Ramon nodded. He tore Johnson’s pants with his fingers and patted his flesh, looking for the invasive slug. “Here!” he said, feeling a bump in his inner thigh that shouldn’t be there. He tried to cup it with his hands, putting pressure to hold it in its place somewhere deep in Johnson’s flesh.

“I’m sorry, Johnson,” Boady said, plunging the blade into the large lump. Foul smelling black goo spurted out of the wound. His partner screamed and flailed his limbs in a frenzy. Ramon threw his body over Johnson to keep him still as Boady added a few more stabs for good measure.

“Is it dead?”

“I don’t know.”

Ramon looked past Boady at what the janitor was doing. “Look out!”

Boady turned just as a slug flew towards his face. It went inside his mouth before he could react. “Urrgkkk” He coughed violently but the slug didn’t come it. “Ugh…ukk…run.”

“What did you do to him?!” Ramon raised his gun at the janitor who was looking at them with an amused expression even though the right side of his clothes were soaked in blood from his wounded shoulder. He had another slug in his hand.

Boady pushed him. “Ramon…urghh…kawkk. Run.” A tentacle poked out of his nose. “Run…please.”

He nodded once and fled to the left wing of the building. Past the elevators was a huge restaurant that opened up to the garden surrounding an Olympic-sized pool. He could go there and try to scale the back wall to escape. Boady mentioned that there was also a way in the kitchen. A back entrance of some sort? Maybe the restaurant connected to the kitchen too.

However, he stopped in front of the row of elevator doors instead of continuing on to the restaurant. He pressed the ‘up’ button while wondering if he had gone mad. He’d only trap himself if he went up.

But there was someone up there who would surely be trapped if he didn’t come to save her.

Erind Hartwell.

Ramon pointed his gun at the corner going to the lobby while waiting for one of the elevators to come down. “Come down, come down quick.” A gunshot cracked in the air and he crouched low. Was that Boady? Did he manage to kill the janitor? But Boady would be calling for him if everything was safe.

A door dinged open.

He closed his eyes, took a deep breath, and decided that going for Erind was the right choice. He hurried to the elevator door and bumped into the chest of a large person inside. He fell on his on butt.

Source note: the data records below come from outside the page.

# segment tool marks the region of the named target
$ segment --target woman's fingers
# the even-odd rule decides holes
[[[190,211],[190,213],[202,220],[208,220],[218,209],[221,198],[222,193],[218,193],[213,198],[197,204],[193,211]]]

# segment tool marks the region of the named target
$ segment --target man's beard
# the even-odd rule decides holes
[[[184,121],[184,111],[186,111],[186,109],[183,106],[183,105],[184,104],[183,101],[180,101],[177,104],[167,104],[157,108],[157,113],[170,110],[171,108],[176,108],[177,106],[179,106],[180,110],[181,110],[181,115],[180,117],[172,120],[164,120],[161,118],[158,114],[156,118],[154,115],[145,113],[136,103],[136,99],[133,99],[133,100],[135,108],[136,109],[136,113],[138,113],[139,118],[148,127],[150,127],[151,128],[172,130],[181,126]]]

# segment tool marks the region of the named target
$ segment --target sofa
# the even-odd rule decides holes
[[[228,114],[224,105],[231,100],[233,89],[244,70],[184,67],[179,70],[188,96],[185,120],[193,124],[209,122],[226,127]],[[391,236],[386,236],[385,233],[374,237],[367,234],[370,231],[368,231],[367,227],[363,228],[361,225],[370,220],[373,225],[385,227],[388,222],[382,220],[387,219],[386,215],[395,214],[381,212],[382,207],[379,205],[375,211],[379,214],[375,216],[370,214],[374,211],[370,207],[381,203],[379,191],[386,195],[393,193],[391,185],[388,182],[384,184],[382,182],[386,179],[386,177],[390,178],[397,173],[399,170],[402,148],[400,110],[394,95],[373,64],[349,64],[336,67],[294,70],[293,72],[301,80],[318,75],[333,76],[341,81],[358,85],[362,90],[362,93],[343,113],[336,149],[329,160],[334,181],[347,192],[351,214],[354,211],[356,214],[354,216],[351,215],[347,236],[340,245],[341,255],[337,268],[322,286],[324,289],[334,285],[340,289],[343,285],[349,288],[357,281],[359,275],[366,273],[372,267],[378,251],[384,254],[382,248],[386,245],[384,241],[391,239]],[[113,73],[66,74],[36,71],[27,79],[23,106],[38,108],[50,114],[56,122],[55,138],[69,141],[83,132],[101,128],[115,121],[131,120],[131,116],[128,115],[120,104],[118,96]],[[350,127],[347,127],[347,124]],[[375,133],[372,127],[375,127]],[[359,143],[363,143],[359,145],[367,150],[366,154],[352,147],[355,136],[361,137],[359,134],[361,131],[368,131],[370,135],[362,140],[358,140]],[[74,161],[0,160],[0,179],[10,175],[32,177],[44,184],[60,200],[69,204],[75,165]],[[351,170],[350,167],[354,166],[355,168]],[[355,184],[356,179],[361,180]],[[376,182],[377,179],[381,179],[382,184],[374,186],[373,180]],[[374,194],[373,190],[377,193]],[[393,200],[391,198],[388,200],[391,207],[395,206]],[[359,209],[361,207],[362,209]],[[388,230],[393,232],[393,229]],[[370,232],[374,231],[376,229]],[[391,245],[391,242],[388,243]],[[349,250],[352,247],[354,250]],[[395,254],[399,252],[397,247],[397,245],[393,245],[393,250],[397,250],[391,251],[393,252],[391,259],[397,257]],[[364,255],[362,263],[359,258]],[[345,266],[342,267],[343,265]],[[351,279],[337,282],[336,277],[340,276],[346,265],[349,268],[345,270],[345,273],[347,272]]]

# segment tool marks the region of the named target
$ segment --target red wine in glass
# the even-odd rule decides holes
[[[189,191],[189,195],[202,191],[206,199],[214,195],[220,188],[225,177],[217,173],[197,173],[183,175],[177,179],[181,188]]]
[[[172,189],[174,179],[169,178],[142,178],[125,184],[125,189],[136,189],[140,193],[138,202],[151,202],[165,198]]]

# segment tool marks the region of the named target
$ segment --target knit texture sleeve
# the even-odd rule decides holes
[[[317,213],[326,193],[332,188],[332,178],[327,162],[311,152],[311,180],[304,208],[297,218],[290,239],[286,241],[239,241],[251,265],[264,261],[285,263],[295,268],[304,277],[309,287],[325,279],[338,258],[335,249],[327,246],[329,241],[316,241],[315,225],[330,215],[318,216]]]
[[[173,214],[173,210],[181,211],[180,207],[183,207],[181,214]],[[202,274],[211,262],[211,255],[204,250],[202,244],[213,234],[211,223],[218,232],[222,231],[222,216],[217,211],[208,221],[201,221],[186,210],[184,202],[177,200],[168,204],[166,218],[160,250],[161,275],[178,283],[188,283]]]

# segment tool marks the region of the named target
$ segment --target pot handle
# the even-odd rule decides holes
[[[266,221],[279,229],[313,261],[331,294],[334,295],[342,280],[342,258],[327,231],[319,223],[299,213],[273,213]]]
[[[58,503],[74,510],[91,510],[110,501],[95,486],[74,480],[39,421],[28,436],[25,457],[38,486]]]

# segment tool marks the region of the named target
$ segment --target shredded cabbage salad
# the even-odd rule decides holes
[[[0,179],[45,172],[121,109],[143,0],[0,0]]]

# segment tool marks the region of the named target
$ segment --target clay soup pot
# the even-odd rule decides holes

“What the…” he said, massaging his nose. In front of him was a massive man whose upper body, including his entire head, was wrapped in bandages. He wore a heavily worn-down trench coat and beach shorts. He looked down and saw that the legs of the man were also wrapped in bandages. With his instincts screaming ‘danger’ at him, he shot the man in the head after a second of indecisiveness.

A black point appeared on the man’s forehead. The bandages around the bullet hole reddened with blood. Unfortunately, the man didn’t care about the hole in his brain. “Well, well, well,” he said, catching Ramon’s gun-wielding arm. “What do we have here?”

He closed his eyes. Erind…I’m sorry I couldn’t save you.